# oil spill on computer



## homie101

hey i have a dell laptop and it got soaked with cooking oil is there any way it can be repaired or even save the hard drive? please help!!!


----------



## PohTayToez

Actually, cooking oil, assuming it wasn't used cooking oil, shouldn't do a whole lot of damage.  As it is non-conductive, it would short anything out like water or most other liquids would.  If it got into the hard drive that would probably do permanent damage, and if it got between the layers of the LCD would be very hard to fix without replacing the entire LCD, but other wise the rest of it would just need to be fully dissembled and cleaned.


----------



## bkribbs

PohTayToez said:


> Actually, cooking oil, assuming it wasn't used cooking oil, shouldn't do a whole lot of damage.  As it is non-conductive, it would short anything out like water or most other liquids would.  If it got into the hard drive that would probably do permanent damage, and if it got between the layers of the LCD would be very hard to fix without replacing the entire LCD, but other wise the rest of it would just need to be fully dissembled and cleaned.



Doesn't shorting stuff out do some major damage?


----------



## linkin

Cooking oil won't short anything, but it will damage the ahrd drive and make the computer very uncomfortable to use... yes, if you take the HDD out quick smart you should be able to save it. maybe take out the battery too.


----------



## ganzey

bkribbs said:


> Doesn't shorting stuff out do some major damage?

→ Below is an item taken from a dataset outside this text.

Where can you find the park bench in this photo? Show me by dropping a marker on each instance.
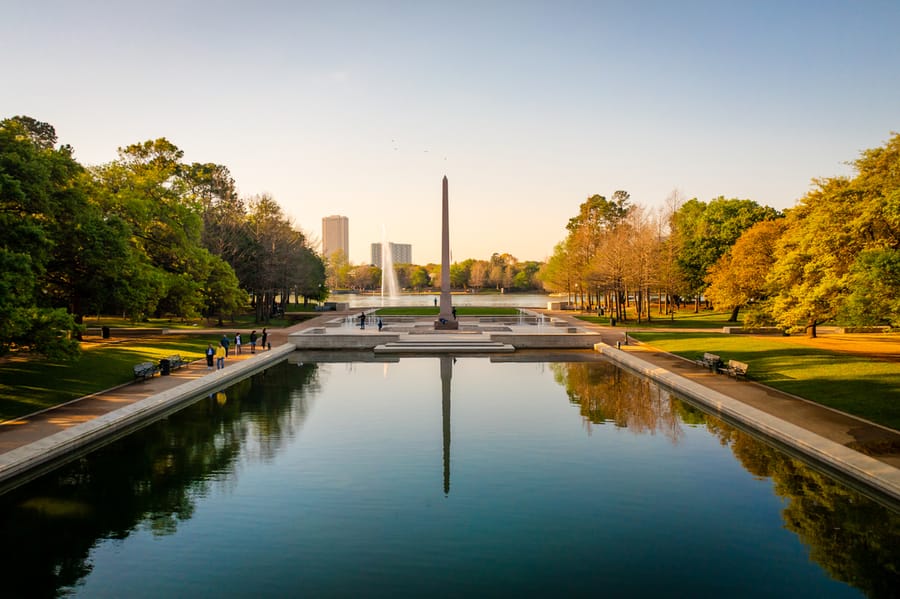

cooking oil is non conductive, meaning it wont short out electrical components. look up oil cooled computers


----------



## bkribbs

ganzey said:


> cooking oil is non conductive, meaning it wont short out electrical components. look up oil cooled computers



Oh I was confused by PohTayToes' first post. He has a typo, saying it would short it out, not causing much damage. But I understans. Thanks.


----------



## PohTayToez

*wouldn't


----------



## ganzey

hey, at least you didnt spill any oil the the gulf of mexico XD


----------



## strict

what I would do is try to clean it with a few lit matches. Not only does the oil not conduct,  it is flame retardant and actually cleanses when combined with fire. 


umm. . .   ?


----------



## linkin

I would not try to light it up. that will damage your hardware if it ignites... msot likely melt a lot of plastic and mess up what little airflow the laptop has.

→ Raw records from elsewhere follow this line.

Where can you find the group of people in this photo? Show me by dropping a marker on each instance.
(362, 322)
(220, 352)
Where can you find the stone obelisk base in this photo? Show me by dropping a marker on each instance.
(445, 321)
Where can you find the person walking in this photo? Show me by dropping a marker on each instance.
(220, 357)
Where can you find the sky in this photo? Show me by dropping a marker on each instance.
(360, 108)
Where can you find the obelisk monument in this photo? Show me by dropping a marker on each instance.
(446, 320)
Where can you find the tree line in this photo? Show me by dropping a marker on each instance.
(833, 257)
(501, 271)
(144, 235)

does the laptop itself still work?


----------



## bikerkid

since oil is a non conductor of electricity it shouldnt damage any of the components bar the harddrive, however it will mess up all the heat sinking as it willl stop airflow and could cause the whole motherborad to heat up. If the oil was just spilt on the keypad then chances are the keypad will be rewened but the oil shouldnt have filtered into the mother board. best way to find out is take off the screen and flip the laptop upside down to try and get as much of the oil to run out as possibel and pull it apart and see how far it has gone. good luck


----------



## Ultranothing

What causes conductivity in fluids is dissolved metal ions like Iron, Copper, aluminum & disolved salts like NaCl (table salt), KCl, &  various others. Pure H20 will not conduct electricity. This is why over-clockers with water cooling systems use distilled water which has no dissolved ions in it (or at least not enough to be an issue). 

If the oil he spilled has enough metal ions or salts in the solution there is the chance that he can get a short. Its important to know what type of oil he spilled as that will hint at the possibility of it not having any of these dissolved ions.

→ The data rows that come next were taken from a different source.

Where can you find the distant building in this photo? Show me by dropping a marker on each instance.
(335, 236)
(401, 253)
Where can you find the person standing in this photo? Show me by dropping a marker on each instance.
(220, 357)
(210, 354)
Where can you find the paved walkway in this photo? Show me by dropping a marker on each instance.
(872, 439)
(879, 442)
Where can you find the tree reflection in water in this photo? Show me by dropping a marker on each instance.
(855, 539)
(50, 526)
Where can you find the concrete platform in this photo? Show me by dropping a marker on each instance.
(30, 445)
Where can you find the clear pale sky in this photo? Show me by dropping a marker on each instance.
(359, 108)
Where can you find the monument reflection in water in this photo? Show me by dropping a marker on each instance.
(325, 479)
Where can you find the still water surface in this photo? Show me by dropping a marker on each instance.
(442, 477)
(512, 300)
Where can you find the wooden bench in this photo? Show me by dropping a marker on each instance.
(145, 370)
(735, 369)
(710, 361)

Usually computer parts are placed in a chemical called Saphire (with one p; it's not spelled like the gem stone) by Tyco or in Mineral Spirits which is a mineral oil. It would be possible to use Distilled Water for this if you could keep ions from dissolving into it but its much easier for ions to dissolve into water than the two chemicals mentioned above (water is the universal solvent as they say) so its not practical.

On a side note PCBs as mentioned above are poly-chlorinated bi-phenyls which are poisons & not Printed Circuit Boards (PCBs) which are used in computers. I think its a good idea to clarify this early on just in case wink.


----------



## paulcheung

If is not an expensive computer, I would advice to get the hard drive out and save the data, and the ram and battery etc. as spare part and discard this computer. cooking oil will stick if you can't totally clean it out. You can't even type on it later. best luck..
Paul


----------